Toutefois, Gene Savoy a déjà été reconnu coupable de pillage dans la région et a déjà été interdit de séjour au
Pérou. Il a en plus pratiqué des fouilles sauvages (il a fait des trous en fait) sur de nombreux sites chachapoyas alors qu'il n'avait pas d'autorisation, d'ailleurs il n'est pas archéologue. Il s'attribu des droits en faisant fi des lois et des populations car il part du principe que rien ne doit le freiner, et ne le freinera, dans sa quête. C'est un égo démesurer, un drôle de personnage. Imaginons une soixantaine d'étranger débarquant dans le midi de la
France, retournant les vignes pour chercher des villas gallo-romaines, sans rien demander aux autorités et à la population, sans avoir de compétences particulières, sans avoir d'autorisation ; puis repartir aussitôt dans leur pays sans rendre compte des découvertes réalisées. C'est ce que fait Savoy au
Pérou. Seule cette expédition fut pour la première fois régit, en partie, par l'Institut National de la Culture. Le
Pérou (ou autre pays) n'est pas un grand terrain de jeu pour les mégalos millionaires.

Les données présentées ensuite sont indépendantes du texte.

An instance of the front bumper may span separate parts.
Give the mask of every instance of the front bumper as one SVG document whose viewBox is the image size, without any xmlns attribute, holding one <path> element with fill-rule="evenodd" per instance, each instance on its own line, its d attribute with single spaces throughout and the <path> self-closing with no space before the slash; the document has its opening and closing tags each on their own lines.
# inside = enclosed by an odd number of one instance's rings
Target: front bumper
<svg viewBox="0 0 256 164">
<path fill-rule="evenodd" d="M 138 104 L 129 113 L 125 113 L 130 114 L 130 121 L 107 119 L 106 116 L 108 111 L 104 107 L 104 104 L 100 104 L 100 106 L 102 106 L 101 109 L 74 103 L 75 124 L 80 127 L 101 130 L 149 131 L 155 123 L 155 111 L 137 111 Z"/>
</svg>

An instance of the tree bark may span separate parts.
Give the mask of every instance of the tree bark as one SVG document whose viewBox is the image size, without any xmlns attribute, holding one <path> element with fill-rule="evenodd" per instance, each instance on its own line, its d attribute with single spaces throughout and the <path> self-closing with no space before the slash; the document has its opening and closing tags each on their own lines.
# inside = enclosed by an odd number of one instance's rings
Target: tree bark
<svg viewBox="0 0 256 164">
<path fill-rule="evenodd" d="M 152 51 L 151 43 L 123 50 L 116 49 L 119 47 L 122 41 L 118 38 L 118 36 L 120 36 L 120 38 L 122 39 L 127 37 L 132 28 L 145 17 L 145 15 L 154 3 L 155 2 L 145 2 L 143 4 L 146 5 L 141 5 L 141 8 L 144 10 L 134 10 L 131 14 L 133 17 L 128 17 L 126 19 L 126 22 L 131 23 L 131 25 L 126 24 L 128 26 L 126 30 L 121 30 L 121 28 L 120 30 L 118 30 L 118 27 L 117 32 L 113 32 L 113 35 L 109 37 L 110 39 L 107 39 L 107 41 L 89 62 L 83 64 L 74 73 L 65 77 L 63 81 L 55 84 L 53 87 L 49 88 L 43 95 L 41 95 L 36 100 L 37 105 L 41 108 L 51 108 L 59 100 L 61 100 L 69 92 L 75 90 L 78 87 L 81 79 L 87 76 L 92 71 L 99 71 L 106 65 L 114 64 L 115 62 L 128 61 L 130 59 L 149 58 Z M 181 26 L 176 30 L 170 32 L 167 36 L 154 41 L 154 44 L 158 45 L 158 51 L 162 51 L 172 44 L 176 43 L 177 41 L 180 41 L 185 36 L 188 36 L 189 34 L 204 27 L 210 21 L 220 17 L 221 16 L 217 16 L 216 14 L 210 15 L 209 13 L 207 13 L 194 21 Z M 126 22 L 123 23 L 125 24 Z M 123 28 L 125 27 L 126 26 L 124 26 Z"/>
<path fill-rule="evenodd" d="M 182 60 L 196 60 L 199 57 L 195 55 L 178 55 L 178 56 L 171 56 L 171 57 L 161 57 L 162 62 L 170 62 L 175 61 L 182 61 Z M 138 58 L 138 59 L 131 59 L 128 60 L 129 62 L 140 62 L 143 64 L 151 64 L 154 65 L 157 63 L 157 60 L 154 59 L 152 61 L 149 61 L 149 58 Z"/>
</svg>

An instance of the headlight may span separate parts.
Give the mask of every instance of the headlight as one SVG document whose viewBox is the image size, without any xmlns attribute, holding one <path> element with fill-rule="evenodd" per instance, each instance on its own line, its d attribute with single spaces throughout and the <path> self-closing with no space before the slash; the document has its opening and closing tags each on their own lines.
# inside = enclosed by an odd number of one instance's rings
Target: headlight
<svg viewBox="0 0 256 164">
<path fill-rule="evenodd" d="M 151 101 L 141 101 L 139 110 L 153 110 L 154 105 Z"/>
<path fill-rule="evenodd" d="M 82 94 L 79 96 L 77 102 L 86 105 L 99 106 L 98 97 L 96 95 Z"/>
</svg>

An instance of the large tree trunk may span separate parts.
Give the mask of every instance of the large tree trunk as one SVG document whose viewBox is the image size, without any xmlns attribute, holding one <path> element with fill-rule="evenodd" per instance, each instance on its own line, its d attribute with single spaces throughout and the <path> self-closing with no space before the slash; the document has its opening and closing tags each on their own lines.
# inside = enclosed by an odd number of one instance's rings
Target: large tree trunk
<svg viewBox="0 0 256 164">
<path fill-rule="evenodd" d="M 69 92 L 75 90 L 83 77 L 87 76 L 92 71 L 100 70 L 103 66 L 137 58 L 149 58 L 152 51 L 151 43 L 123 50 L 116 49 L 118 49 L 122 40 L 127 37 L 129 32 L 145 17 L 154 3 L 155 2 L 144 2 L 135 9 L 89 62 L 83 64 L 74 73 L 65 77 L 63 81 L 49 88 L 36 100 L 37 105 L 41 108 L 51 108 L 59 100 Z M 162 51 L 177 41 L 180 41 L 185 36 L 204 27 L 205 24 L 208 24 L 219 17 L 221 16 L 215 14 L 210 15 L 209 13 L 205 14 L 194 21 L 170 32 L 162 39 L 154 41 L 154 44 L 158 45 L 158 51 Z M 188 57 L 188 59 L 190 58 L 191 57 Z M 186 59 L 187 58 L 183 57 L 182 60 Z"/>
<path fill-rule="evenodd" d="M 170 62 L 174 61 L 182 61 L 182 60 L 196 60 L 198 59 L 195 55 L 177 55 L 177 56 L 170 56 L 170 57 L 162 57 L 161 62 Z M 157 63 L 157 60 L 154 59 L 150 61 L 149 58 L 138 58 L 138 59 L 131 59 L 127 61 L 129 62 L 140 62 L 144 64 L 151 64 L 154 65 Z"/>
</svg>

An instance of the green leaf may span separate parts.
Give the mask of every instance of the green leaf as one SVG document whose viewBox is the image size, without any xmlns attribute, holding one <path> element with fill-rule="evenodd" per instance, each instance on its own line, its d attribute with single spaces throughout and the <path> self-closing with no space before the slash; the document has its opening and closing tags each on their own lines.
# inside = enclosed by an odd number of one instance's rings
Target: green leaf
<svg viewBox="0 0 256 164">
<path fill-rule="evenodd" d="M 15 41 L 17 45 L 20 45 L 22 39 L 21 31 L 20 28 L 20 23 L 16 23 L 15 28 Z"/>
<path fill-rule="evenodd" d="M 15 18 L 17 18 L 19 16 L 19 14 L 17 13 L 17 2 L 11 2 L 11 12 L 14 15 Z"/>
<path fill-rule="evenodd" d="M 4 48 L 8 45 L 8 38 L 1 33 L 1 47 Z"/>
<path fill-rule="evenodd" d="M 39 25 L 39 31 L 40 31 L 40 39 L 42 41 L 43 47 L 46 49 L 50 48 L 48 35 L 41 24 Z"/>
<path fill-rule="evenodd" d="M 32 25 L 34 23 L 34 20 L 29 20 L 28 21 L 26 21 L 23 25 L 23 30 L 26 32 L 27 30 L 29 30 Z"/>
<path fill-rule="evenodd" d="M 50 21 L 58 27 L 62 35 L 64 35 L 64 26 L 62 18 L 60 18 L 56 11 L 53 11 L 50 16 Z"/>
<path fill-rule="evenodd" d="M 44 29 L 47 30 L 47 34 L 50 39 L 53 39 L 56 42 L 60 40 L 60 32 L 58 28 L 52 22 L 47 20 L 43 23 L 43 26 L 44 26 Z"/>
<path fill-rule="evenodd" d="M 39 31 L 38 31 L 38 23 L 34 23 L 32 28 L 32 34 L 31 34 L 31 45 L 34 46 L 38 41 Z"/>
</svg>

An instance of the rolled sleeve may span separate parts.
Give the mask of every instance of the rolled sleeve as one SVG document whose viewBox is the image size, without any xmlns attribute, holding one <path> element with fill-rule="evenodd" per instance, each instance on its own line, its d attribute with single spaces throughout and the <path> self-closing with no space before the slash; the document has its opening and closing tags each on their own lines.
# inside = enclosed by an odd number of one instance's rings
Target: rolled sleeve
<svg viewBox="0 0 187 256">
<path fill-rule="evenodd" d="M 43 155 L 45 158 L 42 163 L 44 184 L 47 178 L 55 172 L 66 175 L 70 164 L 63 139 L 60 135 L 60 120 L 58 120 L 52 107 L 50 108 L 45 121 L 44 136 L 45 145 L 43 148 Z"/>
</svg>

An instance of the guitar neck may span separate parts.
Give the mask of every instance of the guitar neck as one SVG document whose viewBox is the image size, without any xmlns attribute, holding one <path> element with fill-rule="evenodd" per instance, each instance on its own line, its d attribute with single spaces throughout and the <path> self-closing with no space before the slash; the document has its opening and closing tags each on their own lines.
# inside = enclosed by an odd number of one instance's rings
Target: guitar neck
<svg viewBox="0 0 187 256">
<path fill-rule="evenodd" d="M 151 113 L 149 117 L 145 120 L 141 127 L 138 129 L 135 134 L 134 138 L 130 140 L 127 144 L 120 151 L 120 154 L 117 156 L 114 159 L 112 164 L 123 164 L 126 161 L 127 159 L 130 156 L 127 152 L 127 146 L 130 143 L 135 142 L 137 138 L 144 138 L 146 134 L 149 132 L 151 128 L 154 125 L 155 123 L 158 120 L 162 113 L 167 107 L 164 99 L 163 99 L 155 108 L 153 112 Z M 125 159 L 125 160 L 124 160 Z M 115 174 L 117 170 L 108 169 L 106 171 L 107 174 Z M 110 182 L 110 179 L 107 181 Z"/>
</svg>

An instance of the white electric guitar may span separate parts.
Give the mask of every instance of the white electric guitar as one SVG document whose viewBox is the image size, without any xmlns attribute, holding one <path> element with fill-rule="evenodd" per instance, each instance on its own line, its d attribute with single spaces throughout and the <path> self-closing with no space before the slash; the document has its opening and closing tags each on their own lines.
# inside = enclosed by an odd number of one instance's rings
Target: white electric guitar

Pour le côté expédition, c'est effectivement une blague. Ils sont tous tirés à quatre épingles, font attention à ne jamais se salir et empruntent des chemins déjà définis. Il faut quand même préciser que Savoy est le découvreur du site Las Cruces bien que ce dernier était déjà connu par les populations paysannes (ce qui est généralement le cas pour de nombreux sites).
Il est aussi intéressant de remarquer la condition des péruviens : ces derniers dorment sous des bâches alors que Savoy et sa clique dorment sous des tentes, ne mangent pas à la même table que Savoy et ne mangent pas non plus le même repas....Tout cela montre le peu de respect qu'affiche Savoy face à ce pays et à sa population. Il ne vise qu'à satisfaire son égo et présente peu de considération pour ce peuple et son histoire tant il est aveuglé par sa quête. C'est vraiment un point honteux surtout que ce n'était pas à cause du budget (Savoy dispose d'énormément de financements) mais bien la volonté de marquer une séparation.
Pour ceux que ça intéresse (si il en reste!!!), ce reportage est rediffusé et il est intéressant de le regarder pour voir comment, dans certains cas, la recherche est détournée pour satisfaire un égo et un profit personnel tout en utilisant un pays, et sa population, comme terrain de jeu.